Man-for-man coverage
I knew Oakland Quarterback Jim Plunkett was shy and guarded around people he didn't know. To break the ice at our first interview, I decided I would tell him that we had once played football against each other, which we had, at the 1971 Coaches All-America Game in Lubbock, Texas. I assumed he wouldn't remember me (no one remembers defensive backs), but I felt that, by bringing up our shared experience, I might remove certain barriers between us.
I reminded Plunkett of the game. I told him I had even intercepted one of his passes during it. (This was true, though I mentioned it only for ironic, even humorous, purposes. Obviously, I had never been a threat to Plunkett's career.)

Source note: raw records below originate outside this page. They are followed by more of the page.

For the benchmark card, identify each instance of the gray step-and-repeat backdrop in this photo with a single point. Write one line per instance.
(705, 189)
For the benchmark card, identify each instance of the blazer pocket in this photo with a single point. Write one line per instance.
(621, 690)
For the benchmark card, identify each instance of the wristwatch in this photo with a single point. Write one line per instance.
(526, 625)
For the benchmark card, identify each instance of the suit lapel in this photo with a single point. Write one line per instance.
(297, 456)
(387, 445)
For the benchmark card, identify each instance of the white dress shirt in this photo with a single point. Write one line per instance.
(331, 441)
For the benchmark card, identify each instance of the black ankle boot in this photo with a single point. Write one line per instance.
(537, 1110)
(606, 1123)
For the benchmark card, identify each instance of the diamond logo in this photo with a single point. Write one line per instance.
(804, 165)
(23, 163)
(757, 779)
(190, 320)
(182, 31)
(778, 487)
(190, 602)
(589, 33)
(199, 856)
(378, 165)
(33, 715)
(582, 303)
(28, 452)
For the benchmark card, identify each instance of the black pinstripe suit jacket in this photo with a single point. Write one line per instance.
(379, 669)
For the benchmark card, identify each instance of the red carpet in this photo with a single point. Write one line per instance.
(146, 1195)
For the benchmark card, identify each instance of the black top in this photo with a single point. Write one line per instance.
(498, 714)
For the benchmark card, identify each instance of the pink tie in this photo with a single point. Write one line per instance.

Plunkett shrugged. He may have sighed.
"One of many," he said of the interception. The discussion was over. The barriers hadn't moved an inch.
Plunkett, like an increasing number of pro athletes, doesn't want to be bothered by the press. It was clear during my entire stay in the Bay Area that Plunkett didn't want to talk to me, that he was doing so only out of courtesy. Like other athletes, Plunkett has grown weary of being analyzed in print, of having certain things in his past brought up again and again. "If I ask you anything you've never been asked before, will you let me know?" I said. "I will," he replied. I never did.
In my story on Plunkett, the 1981 Super Bowl MVP and NFL Comeback Player of the Year, I described him as "brooding." I have since learned that Plunkett didn't like that description, and maybe he is justified.
Is he brooding? Brooding is an adjective, a judgement. The word means "pondering in a troubled or morbid way." Plunkett seemed like a brooding individual to me. But the judgement was mine.
In a sense, what that means is that I am more responsible for a certain public's opinion of Plunkett than he is. This is a big power for a sportswriter to have.
I have never been a star athlete whose story was coveted by the media. And if I were, I'm not sure that I would talk openly with reporters, or let them close enough to make judgements about me. You can only gain so much, but you can lose a lot. A brooding Jim Plunkett made me think of this.